McHugh: I mean, I would buy shows on Amazon individually. ... So are we just recreating the same problems we had with cable? Are we just spreading out what we’d pay for cable over like 10 different services and doing more work and paying as much in the process?
Herman: I totally agree with what you said about the cable problem, Molly. The internet is inventing the problem that cable already solved. And anecdotally, people tend to rely on Netflix as this catch-all crutch that collects everything they need in one place. Their success—and people’s willingness to pay—hinges on whether they can live up to that. The first question I get about ANY show I recommend is: “It’s on Netflix, right?”
Luckerson: Disney’s ending its contract with Netflix to launch a competitor, right? I still need to watch Finding Dory on there.
Herman: Yes, watch Moana before it’s too late! Confusingly, Disney’s service will only be for their movies, because they own ABC, which partially owns Hulu.
Luckerson: We haven’t talked much about Hulu. This month it’s dropping its price to $5.99 as a special offer and claiming old Netflix staples like 30 Rock, Futurama, and How I Met Your Mother. Is there a scenario where Hulu overtakes Netflix as the market leader?
Herman: Well, they already beat it to the Outstanding Drama Series Emmy!
Knibbs: Hulu also has Law and Order: SVU.
Bereznak: Also, Hulu has The Bachelor.
Luckerson: Hulu’s bench is shockingly deep, TBH. I’m partial to Everybody Hates Chris.
Herman: Todd VanDerWerff of Vox wrote a great piece about how Hulu is aiming to replace Netflix as Chief Aggregator, basically. Netflix’s long-term goal is that they’ll have so much original content they won’t need outside help; Hulu’s is certainly not to give up on originals, but augment them with the comfort TV we used to assume was part of the Netflix experience.
Honestly, I think it’s smart!
Bereznak: I have a theory that whichever subscription service amasses rights to the most inoffensive, easy-to-watch-in-the-background reality TV and sitcoms will reign supreme.
The moment they got Seinfeld, they won in my book.
Herman: But Netflix still has Friends ...
Knibbs: As Friends goes, so go the Streaming Wars.
Luckerson: A year later, I still want to know: WHERE THE HELL IS FRESH PRINCE?
Herman: (Don’t forget that Girlfriends is on … CW Seed.)
McHugh: WTF is CW Seed?
Herman: Good question, Molly!

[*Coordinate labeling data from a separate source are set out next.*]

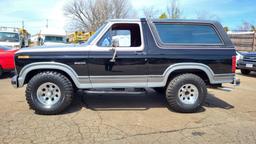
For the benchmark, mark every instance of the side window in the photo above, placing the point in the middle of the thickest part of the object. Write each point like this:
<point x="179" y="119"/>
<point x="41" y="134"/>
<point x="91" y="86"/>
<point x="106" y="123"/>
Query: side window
<point x="187" y="34"/>
<point x="123" y="36"/>
<point x="128" y="35"/>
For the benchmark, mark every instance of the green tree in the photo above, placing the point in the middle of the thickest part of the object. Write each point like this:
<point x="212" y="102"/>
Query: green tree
<point x="163" y="16"/>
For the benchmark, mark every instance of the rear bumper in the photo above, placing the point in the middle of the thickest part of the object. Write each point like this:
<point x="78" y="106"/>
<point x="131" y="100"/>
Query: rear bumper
<point x="14" y="81"/>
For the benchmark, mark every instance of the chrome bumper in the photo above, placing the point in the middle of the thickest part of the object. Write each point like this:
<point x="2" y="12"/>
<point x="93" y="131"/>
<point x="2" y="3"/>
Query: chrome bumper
<point x="14" y="81"/>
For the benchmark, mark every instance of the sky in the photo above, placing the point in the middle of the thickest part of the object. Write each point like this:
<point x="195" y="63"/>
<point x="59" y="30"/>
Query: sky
<point x="34" y="13"/>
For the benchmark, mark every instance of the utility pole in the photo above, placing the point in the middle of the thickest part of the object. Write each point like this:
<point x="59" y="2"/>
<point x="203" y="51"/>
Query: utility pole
<point x="46" y="23"/>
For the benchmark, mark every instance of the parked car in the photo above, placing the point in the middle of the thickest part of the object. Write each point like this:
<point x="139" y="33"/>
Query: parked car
<point x="247" y="62"/>
<point x="179" y="58"/>
<point x="6" y="59"/>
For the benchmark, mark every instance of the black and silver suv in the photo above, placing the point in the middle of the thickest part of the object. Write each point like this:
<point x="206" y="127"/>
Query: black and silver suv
<point x="177" y="57"/>
<point x="246" y="62"/>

My favorite part of Peak TV is how there are now whole NETWORKS people haven’t heard of, not just shows. Crackle! Audience! Go90!
Knibbs: So CW Seed is the Mozart in the Jungle of streaming services.
Bereznak: What deformities hath the streaming wars wrought?
Herman: Too many shows for one poor, overwhelmed critic to ever watch.
Luckerson: Getting back to Netflix, why do y’all think so many people stick with this company through so many iterations? This is a DVD-by-mail service that became a digital locker for old shows that’s morphing into a weird amalgamation of broadcast, animated, and prestige-TV imitators. In its most recent quarter, Netflix added 5.3 million new subscribers, beating analysts’ estimates. Why is the Netflix brand continuing to grow and reach new people through all these transformations?
Herman: The simple answer is that people want an easy way to watch their stories, and $10.99 is still a hell of a lot cheaper than cable.
McHugh: It was the first. We’ve been there so long. We’ve built these accounts based on our likes and streams, etc., etc., etc.—it taught us how to stream! And yeah there’s the fear you cut one of the big ones out and they get something good and then you’re out of luck.
Bereznak: People will always be bored and broke on Friday night. Me and my family used to go to Blockbuster every Friday and rent two movies. I’m pretty sure that ritual has just moved online for a lot of people, and Netflix is the go-to.
Herman: And now that they have a new movie or show EVERY SINGLE FRIDAY, Netflix is now at the point where they’re outcompeting themselves. I didn’t have time for Mindhunter AND The Meyerowitz Stories this weekend!
Knibbs: Even with the price hike, it’s still crazy affordable. I would pay probably three times as much.
Bereznak: Shh, Kate, they’ll hear you.